A magazine editor named Sarah Josepha Hale had begun advocating for a national, uniform Thanksgiving holiday in the late 1840’s, but the request had fallen on deaf ears in a country that was then on the brink of civil war. And of course the war and all its horrors came in 1861. Before its end in 1865, more than 625,000 Americans were dead, 412,000 were injured, and unmeasurable harm had been done to lives and property all across the United States (and the erstwhile Confederate States).
None of this stopped Hale, who wrote to President Abraham Lincoln (R) in September of 1863—more than a year and a half before the war would end—urging him to proclaim a national day of Thanksgiving anyway. She had been advocating it for fifteen years, and had written to several of Lincoln’s predecessors, but none had acted on the request. Lincoln, in the midst of the unspeakable horrors of war, thought that Hale had a good idea. He asked Secretary of State William Seward (R) to draft an appropriate proclamation, which was then issued by the President Lincoln on October 3, 1863. This proclamation, printed below (with minor modernizations of spelling and formatting), established a uniform, national Thanksgiving holiday in the United States for the first time.
In case you have any question of what this holiday is about, or what it means, read on.
The year that is drawing towards its close, has been filled with the blessings of fruitful fields and healthful skies. To these bounties, which are so constantly enjoyed that we are prone to forget the source from which they come, others have been added, which are of so extraordinary a nature, that they cannot fail to penetrate and soften even the heart which is habitually insensible to the ever watchful providence of Almighty God.
In the midst of a civil war of unequaled magnitude and severity, which has sometimes seemed to foreign States to invite and to provoke their aggression, peace has been preserved with all nations, order has been maintained, the laws have been respected and obeyed, and harmony has prevailed everywhere except in the theater of military conflict; while that theater has been greatly contracted by the advancing armies and navies of the Union.
Needful diversions of wealth and of strength from the fields of peaceful industry to the national defense have not arrested the plow, the shuttle, or the ship; the axe has enlarged the borders of our settlements, and the mines, as well of iron and coal as of the precious metals, have yielded even more abundantly than heretofore. Population has steadily increased, notwithstanding the waste that has been made in the camp, the siege, and the battle-field; and the country, rejoicing in the consciousness of augmented strength and vigor, is permitted to expect continuance of years with large increase of freedom.

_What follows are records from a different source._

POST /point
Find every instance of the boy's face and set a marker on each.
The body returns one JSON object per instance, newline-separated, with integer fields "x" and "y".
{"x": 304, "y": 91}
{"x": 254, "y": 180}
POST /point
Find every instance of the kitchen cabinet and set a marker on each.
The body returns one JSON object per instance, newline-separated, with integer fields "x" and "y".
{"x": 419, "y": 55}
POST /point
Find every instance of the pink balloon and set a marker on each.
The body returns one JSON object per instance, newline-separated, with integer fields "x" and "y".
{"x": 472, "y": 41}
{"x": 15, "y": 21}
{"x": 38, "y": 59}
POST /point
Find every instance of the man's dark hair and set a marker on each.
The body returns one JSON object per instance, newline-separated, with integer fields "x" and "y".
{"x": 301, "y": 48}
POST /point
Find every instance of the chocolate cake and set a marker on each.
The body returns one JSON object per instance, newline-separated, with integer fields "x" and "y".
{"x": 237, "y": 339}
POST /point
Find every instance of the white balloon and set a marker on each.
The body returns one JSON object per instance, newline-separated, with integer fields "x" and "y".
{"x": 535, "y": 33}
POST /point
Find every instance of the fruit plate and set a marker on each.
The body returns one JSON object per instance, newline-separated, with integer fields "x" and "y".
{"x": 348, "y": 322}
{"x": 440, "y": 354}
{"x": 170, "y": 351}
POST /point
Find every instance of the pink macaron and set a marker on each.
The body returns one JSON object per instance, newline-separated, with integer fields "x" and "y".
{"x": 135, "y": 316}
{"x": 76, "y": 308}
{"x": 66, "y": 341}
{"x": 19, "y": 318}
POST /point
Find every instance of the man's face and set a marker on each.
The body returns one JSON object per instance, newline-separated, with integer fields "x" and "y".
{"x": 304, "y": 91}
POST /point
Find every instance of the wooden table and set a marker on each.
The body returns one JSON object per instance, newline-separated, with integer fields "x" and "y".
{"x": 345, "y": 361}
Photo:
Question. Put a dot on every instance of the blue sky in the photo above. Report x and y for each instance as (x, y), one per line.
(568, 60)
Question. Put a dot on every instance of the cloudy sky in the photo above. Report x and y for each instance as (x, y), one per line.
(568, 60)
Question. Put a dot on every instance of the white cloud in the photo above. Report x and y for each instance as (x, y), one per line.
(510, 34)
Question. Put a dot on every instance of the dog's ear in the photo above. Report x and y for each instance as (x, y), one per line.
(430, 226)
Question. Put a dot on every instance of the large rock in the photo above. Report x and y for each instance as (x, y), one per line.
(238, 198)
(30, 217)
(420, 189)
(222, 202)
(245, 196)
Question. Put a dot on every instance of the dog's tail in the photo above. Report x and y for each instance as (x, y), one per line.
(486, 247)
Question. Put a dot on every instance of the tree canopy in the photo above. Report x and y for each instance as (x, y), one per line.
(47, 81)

No human counsel hath devised nor hath any mortal hand worked out these great things. They are the gracious gifts of the Most High God, who, while dealing with us in anger for our sins, hath nevertheless remembered mercy.
It has seemed to me fit and proper that they should be solemnly, reverently, and gratefully acknowledged as with one heart and one voice by the whole American People. I do therefore invite my fellow citizens in every part of the United States, and also those who are at sea and those who are sojourning in foreign lands, to set apart and observe the last Thursday of November next, as a day of Thanksgiving and Praise to our beneficent Father who dwells in the Heavens.
And I recommend to them that while offering up the ascriptions justly due to Him for such singular deliverances and blessings, they do also, with humble penitence for our national perverseness and disobedience, commend to His tender care all those who have become widows, orphans, mourners, or sufferers in the lamentable civil strife in which we are unavoidably engaged, and fervently implore the interposition of the Almighty Hand to heal the wounds of the nation and to restore it as soon as may be consistent with the Divine purposes to the full enjoyment of peace, harmony, tranquility, and Union.
In testimony whereof, I have hereunto set my hand and caused the Seal of the United States to be affixed.
Done at the City of Washington, this Third day of October, in the year of our Lord one thousand eight hundred and sixty-three, and of the Independence of the United States the Eighty-eighth.